Indication 1: Traditional herbal medicinal product used for the symptomatic treatment of minor gastrointestinal complaints such as bloating and minor spasms

Indication 2: Traditional herbal medicinal product used for the relief of symptoms of common cold

Indication 3: Traditional herbal medicinal product for the treatment of minor ulcers and inflammations of the mouth and throat.

Indication 4: Traditional herbal medicinal product used for adjuvant therapy of irritations of skin and mucosae in the anal and genital region, after serious conditions have been excluded by a medical doctor.

Indication 5: Traditional herbal medicinal product used for the treatment of minor inflammation of the skin (sunburn), superficial wounds and small boils (furuncles).

For Matricariae aetheroleum no sufficient clinical evidence could be identified except observational data from Marti (1977). Based on pharmacological data and medicinal products authorised or registered in the EU the traditional use as bath additive is acceptable for adolescents, adults and elderly in the indication:

Traditional herbal medicinal product used for adjuvant therapy of irritations of skin and mucosae in the anal and genital region, after serious conditions have been excluded by a medical doctor.

Relevant sections of the monograph on Matricaria oil have been aligned to the monograph on Matricariae flos if appropriate.

Safety

The main safety issue is sensitisation regarding allergies towards Asteraceae. Jeschke et al. (2009) published data from 1,602 patients where the reported rate of allergies was 0.12%. The labeling is adapted accordingly.

The preclinical data refer to an inhibition of CYP450 3A4, reflected by a clinical case report, where the interaction occurred after an intake of 2-3 l matricaria containing tea, which is to be labeled under interactions.

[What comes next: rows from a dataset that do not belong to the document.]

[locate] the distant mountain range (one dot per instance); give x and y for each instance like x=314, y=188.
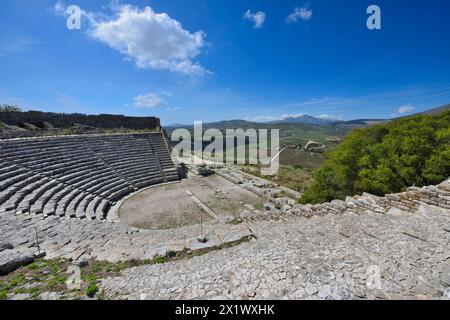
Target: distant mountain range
x=309, y=120
x=305, y=119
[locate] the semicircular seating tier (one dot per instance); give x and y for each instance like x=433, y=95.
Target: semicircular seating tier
x=80, y=176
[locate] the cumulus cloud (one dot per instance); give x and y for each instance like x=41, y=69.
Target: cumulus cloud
x=406, y=109
x=148, y=101
x=302, y=13
x=257, y=18
x=152, y=40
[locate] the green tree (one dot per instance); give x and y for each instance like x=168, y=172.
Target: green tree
x=385, y=158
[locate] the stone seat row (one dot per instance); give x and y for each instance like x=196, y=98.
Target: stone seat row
x=79, y=177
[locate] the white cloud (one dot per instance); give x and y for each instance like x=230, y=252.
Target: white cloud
x=147, y=101
x=267, y=118
x=152, y=40
x=303, y=13
x=406, y=109
x=258, y=18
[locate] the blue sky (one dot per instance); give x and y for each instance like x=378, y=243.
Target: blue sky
x=236, y=59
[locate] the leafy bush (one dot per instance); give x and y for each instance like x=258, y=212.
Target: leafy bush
x=385, y=158
x=91, y=290
x=9, y=108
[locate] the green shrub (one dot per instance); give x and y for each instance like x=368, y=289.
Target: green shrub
x=385, y=158
x=160, y=259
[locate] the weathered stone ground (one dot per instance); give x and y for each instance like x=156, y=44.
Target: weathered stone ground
x=386, y=256
x=171, y=206
x=393, y=247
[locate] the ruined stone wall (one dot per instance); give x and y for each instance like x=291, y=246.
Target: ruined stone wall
x=62, y=120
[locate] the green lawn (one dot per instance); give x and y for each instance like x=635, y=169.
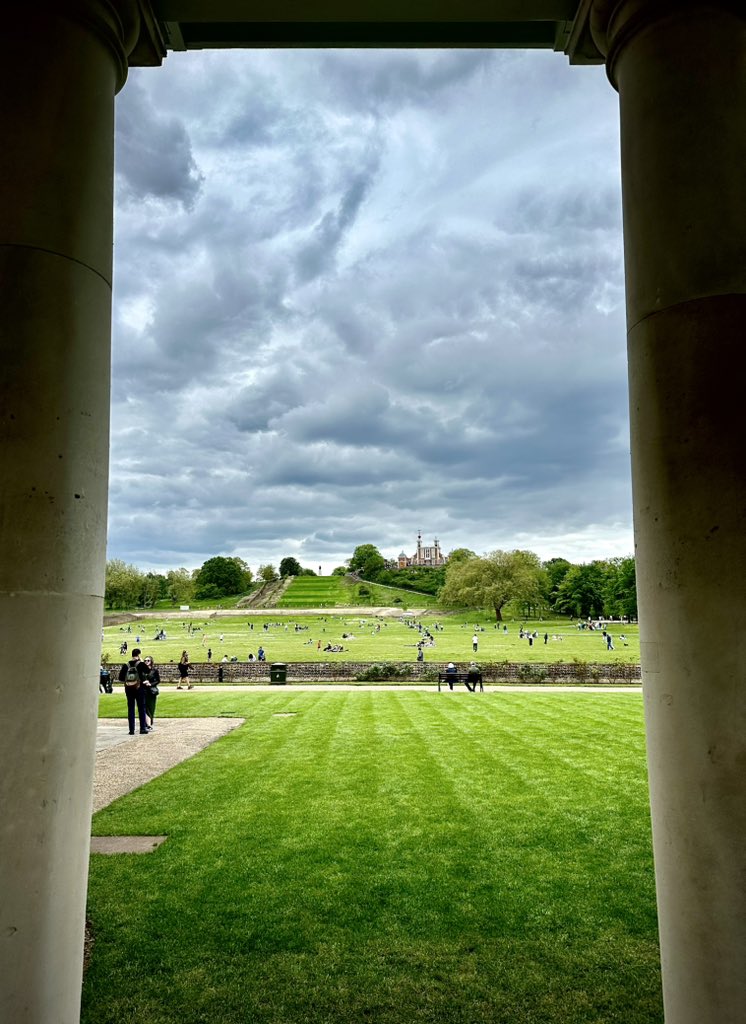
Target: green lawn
x=394, y=642
x=394, y=857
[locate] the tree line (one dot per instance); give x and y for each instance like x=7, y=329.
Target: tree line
x=128, y=587
x=516, y=580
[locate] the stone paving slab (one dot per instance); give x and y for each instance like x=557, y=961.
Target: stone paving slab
x=126, y=844
x=125, y=763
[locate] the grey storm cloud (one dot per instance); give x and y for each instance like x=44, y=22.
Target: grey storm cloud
x=353, y=290
x=154, y=152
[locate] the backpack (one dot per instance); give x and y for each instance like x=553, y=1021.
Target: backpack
x=132, y=677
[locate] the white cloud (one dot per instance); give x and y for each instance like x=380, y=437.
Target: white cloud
x=362, y=294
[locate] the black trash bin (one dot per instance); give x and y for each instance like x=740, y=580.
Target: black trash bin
x=278, y=673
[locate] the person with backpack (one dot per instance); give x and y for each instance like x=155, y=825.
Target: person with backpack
x=132, y=674
x=150, y=683
x=183, y=668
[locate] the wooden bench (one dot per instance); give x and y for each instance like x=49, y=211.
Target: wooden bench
x=471, y=680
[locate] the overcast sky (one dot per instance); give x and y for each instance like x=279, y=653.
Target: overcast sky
x=359, y=294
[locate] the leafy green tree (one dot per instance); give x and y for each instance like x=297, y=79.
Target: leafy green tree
x=620, y=592
x=180, y=586
x=290, y=566
x=220, y=577
x=124, y=585
x=581, y=591
x=493, y=581
x=247, y=577
x=556, y=569
x=154, y=588
x=366, y=561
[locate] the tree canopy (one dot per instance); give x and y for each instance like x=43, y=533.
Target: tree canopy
x=366, y=561
x=290, y=566
x=220, y=577
x=493, y=581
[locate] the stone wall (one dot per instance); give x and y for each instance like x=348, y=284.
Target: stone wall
x=258, y=672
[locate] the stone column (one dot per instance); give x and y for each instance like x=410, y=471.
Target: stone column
x=62, y=61
x=681, y=72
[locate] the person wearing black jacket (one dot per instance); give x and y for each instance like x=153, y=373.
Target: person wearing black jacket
x=150, y=684
x=135, y=693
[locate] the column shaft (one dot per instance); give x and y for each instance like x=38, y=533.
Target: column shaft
x=681, y=71
x=57, y=81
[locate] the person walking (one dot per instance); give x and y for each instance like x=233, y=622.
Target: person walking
x=131, y=674
x=183, y=668
x=151, y=687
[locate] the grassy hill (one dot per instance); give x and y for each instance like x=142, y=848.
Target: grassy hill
x=340, y=592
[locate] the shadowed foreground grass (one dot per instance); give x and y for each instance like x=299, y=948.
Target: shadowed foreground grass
x=391, y=857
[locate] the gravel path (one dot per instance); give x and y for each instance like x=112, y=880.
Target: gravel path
x=125, y=763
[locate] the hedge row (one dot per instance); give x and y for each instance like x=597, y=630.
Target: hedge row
x=258, y=672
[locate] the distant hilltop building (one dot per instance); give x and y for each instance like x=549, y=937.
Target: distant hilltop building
x=431, y=557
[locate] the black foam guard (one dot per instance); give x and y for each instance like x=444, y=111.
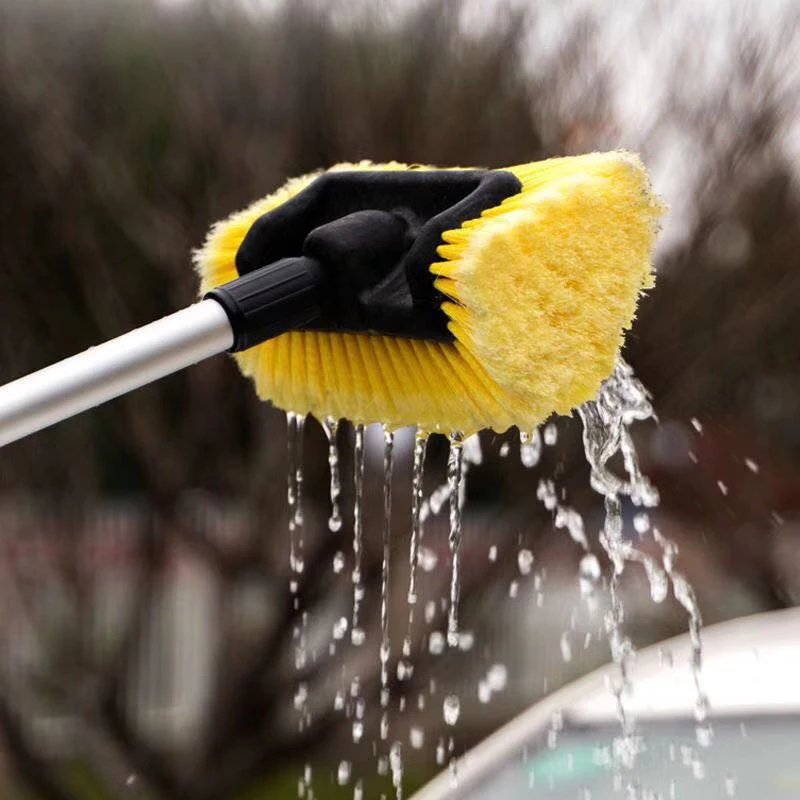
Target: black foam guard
x=376, y=234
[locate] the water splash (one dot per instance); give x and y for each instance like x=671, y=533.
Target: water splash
x=455, y=475
x=417, y=488
x=331, y=427
x=385, y=650
x=356, y=633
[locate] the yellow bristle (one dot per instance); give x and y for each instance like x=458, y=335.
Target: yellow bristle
x=541, y=289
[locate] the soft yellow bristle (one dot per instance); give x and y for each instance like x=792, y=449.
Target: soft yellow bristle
x=541, y=287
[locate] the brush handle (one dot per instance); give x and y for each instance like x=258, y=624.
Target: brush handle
x=113, y=368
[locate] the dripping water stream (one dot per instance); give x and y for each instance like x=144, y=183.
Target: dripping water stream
x=294, y=496
x=455, y=475
x=404, y=667
x=622, y=401
x=356, y=633
x=385, y=651
x=331, y=427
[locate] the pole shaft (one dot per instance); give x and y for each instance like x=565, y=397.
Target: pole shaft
x=112, y=369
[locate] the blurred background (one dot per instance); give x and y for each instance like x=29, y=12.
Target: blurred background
x=146, y=627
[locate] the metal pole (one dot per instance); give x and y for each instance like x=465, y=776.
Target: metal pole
x=111, y=369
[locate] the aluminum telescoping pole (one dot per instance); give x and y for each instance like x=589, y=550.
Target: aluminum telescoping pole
x=101, y=373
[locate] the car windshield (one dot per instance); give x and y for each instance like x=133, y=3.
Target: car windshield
x=748, y=758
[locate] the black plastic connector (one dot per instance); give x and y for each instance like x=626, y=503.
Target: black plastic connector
x=271, y=300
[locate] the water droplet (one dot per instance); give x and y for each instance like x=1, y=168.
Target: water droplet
x=705, y=735
x=525, y=561
x=396, y=764
x=530, y=448
x=428, y=559
x=589, y=574
x=340, y=628
x=343, y=773
x=466, y=640
x=430, y=611
x=497, y=677
x=300, y=696
x=405, y=669
x=436, y=643
x=566, y=647
x=472, y=450
x=451, y=708
x=357, y=636
x=416, y=737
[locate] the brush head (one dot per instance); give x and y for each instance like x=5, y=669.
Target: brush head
x=532, y=298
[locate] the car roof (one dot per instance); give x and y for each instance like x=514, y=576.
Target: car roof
x=749, y=668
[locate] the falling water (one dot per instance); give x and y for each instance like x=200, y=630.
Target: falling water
x=455, y=474
x=685, y=595
x=385, y=652
x=621, y=401
x=335, y=520
x=293, y=493
x=530, y=448
x=404, y=667
x=294, y=496
x=356, y=633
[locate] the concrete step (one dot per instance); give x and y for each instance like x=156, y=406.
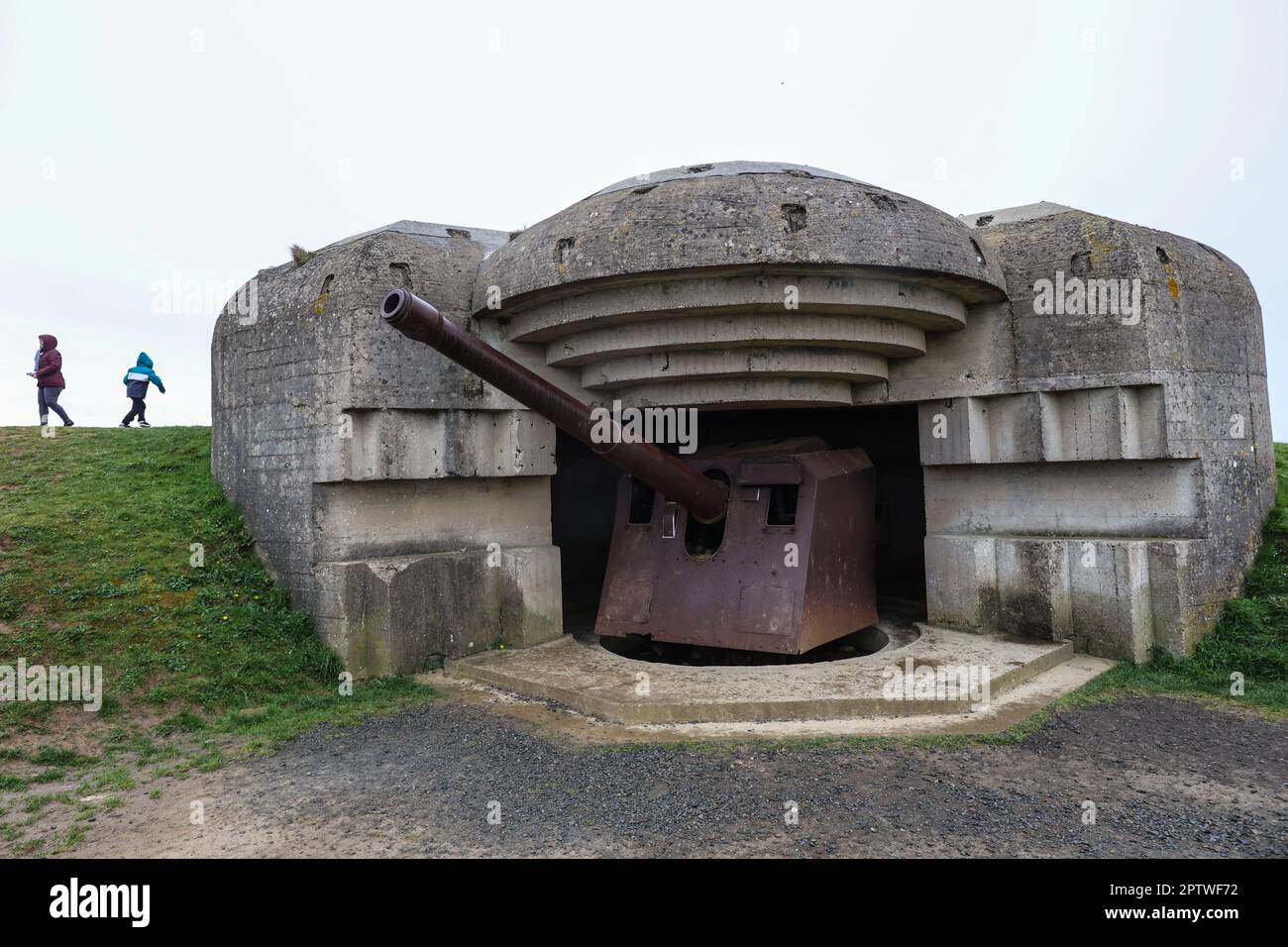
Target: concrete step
x=949, y=673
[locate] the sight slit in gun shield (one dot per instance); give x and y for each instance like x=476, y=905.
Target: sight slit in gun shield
x=704, y=497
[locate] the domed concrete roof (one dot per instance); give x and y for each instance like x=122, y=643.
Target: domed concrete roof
x=739, y=214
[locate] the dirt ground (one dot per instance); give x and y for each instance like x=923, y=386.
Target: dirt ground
x=1167, y=777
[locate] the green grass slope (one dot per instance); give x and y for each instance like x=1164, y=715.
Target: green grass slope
x=97, y=543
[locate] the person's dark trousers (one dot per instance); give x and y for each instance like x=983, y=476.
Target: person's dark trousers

The use in pregnant women is for the majority of herbal preparations not recommended because absence of sufficient data. Only herbal tea can be recommended in pregnant women and during breast feeding.

Risk Benefit assessment

Since no further risks than allergenicity and sensitisation are noteworthy the benefit risk relation for the traditional use is to be assessed as positive.

A European Union list entry is not established due to lack of sufficient data on genotoxicity.